Interpretability tools provide a means to unlock this knowledge. This forms the second pillar of the platform: scientific discovery through interpretability-driven model-to-human knowledge transfer. Early proof of concept came from extracting novel chess concepts from AlphaZero and teaching them to a grandmaster. More recently, analysis of an epigenetic foundation model developed by Prima Mente led to the identification of a novel class of Alzheimer’s biomarker, the first major natural science finding obtained by reverse-engineering a foundation model.
In addition to Prima Mente, partnerships with organizations such as Arc Institute and Mayo Clinic are advancing the discovery of novel science, improving model performance, reducing confounders, and ensuring AI-driven insights are scientifically rigorous and clinically relevant.

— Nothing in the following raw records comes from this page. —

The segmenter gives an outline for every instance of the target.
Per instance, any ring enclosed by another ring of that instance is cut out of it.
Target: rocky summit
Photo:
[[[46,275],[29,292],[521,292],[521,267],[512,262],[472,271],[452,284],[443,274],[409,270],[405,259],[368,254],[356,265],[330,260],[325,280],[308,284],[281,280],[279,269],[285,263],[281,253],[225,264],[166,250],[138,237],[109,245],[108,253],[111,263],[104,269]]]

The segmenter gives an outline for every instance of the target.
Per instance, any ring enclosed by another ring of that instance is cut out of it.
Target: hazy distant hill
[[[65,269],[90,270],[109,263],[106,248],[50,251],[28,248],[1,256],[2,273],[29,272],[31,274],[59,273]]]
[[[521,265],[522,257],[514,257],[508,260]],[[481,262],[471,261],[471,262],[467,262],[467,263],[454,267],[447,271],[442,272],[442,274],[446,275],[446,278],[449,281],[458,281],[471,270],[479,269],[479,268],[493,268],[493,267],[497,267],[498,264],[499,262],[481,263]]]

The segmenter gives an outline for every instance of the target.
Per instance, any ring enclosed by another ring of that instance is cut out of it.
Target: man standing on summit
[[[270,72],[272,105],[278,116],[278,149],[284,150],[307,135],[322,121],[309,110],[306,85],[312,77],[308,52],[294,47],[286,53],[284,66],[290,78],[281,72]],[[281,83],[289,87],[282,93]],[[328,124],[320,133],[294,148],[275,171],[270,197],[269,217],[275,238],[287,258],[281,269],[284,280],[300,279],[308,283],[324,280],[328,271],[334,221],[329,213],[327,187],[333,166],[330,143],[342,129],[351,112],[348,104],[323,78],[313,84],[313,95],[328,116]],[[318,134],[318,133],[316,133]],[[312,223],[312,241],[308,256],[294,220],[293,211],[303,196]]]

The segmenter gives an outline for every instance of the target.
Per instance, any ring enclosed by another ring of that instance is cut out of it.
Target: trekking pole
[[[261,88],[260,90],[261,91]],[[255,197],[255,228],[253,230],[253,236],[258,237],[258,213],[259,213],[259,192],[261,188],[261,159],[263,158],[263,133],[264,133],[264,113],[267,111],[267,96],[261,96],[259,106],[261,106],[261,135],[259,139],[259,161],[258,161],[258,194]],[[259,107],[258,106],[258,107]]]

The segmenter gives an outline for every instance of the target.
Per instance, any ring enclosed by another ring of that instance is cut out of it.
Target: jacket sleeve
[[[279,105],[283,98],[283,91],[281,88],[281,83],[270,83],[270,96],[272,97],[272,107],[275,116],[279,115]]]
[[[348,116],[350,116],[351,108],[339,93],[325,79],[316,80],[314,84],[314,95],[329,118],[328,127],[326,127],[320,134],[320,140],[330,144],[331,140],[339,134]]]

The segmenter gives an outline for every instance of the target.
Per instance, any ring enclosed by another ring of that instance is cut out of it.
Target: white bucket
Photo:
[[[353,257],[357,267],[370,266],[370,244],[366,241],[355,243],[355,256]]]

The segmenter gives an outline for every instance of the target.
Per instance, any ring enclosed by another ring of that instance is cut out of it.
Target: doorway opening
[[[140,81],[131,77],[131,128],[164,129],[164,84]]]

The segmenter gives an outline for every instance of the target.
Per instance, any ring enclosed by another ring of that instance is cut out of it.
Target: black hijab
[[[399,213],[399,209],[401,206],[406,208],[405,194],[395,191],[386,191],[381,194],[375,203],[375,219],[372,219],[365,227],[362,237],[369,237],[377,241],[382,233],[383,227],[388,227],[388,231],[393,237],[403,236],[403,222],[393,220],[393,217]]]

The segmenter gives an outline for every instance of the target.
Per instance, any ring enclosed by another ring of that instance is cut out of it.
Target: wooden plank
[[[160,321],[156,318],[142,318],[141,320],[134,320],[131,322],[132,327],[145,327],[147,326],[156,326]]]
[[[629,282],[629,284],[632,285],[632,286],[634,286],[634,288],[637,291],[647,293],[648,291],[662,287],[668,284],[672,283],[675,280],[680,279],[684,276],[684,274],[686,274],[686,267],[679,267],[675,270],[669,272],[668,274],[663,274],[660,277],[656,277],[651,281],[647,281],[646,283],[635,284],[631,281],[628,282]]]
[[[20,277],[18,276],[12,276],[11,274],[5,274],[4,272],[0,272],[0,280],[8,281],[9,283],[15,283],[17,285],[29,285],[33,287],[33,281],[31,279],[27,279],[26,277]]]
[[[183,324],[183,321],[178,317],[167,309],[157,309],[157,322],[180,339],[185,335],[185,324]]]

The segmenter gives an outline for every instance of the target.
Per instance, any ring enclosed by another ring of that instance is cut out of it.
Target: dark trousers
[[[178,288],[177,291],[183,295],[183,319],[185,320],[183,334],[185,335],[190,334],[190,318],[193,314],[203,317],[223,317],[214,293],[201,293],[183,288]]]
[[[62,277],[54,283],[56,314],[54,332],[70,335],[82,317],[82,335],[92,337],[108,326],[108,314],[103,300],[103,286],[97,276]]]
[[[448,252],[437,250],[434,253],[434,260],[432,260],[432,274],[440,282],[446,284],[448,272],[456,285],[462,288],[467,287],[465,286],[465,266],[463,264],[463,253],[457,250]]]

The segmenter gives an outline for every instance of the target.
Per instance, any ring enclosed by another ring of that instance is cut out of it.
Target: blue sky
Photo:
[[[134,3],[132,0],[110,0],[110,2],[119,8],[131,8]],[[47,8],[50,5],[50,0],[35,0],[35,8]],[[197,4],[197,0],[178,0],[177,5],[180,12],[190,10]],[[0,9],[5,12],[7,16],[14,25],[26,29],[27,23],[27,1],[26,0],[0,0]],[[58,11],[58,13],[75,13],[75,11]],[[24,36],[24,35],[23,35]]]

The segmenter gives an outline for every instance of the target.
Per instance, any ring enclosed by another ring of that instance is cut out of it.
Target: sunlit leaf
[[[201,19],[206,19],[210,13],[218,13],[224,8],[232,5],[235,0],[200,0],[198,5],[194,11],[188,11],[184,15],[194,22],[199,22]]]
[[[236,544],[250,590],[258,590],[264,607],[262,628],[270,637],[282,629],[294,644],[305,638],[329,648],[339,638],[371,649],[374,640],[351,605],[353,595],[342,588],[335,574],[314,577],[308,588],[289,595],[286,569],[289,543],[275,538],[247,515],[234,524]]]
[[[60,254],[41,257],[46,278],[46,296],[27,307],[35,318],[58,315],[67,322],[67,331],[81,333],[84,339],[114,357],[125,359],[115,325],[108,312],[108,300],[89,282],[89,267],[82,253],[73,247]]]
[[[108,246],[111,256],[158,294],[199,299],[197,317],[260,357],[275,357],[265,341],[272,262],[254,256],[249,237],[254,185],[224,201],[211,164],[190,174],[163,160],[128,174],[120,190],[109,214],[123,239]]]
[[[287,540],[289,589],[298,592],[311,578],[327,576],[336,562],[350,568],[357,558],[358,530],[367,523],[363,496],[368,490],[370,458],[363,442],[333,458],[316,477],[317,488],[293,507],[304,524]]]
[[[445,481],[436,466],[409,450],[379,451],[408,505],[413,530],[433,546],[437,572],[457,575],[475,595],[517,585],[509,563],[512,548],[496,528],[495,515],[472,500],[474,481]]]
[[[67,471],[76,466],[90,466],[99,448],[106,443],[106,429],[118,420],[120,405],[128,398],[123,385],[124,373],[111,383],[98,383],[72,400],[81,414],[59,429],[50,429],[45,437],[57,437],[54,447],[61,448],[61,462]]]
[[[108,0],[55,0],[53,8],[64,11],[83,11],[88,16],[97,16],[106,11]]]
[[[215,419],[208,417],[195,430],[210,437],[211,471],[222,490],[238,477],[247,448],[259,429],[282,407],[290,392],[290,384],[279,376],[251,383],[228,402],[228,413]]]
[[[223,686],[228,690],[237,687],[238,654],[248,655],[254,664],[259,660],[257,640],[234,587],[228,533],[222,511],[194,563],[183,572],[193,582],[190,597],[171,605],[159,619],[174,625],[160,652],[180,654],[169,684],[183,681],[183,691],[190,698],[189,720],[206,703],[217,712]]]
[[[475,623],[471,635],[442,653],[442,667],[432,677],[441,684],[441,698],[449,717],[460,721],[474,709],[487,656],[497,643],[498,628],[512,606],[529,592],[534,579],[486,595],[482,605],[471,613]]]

Interpretability serves as a core toolkit for digital biology. As large foundation models take a central role in digital science, interpretability methods function as a microscope, revealing the knowledge these models acquire from vast datasets.
Foundational Research
Goodfire is fundamentally a research lab. Beyond platform development, continued investment focuses on key directions in foundational interpretability research with the potential to transform the field of machine learning. Basic research underpins the field of interpretability, driven by curiosity about neural network behavior.
Current efforts have only begun to explore the possibilities of interpretability, with foundational breakthroughs providing the path to more powerful tools and deeper understanding.
Towards Alignment
Alignment, transparency, and reliability are essential as increasingly powerful models are deployed.
The goal is to debug and correct model behavior, specifying AI responses with precision in ways that generalize across contexts. Interpretability provides critical tools for this: offering transparency into model decision-making, predicting behavior in previously untested scenarios, and enabling targeted, intelligent intervention.
This capability allows partners, customers, and the broader community to design, edit, and debug models reliably before entrusting them with important tasks. Progress in these directions generates empirical insights from real-world models and applications, advancing toward a future where AI drives human health and scientific breakthroughs. While much work remains, each research advancement moves closer to this vision.
Chief Scientist Tom McGrath previously led a research team at Google DeepMind but chose to dedicate efforts fully to Goodfire. Team members departed startups and nonprofits, relocated to San Francisco, and paused academic career paths, working for months from a windowless office in South Park Commons.
The group formed around a shared conviction: interpretability represents one of the most important technical challenges of the generation, and solving it remains an ambitious yet vital goal.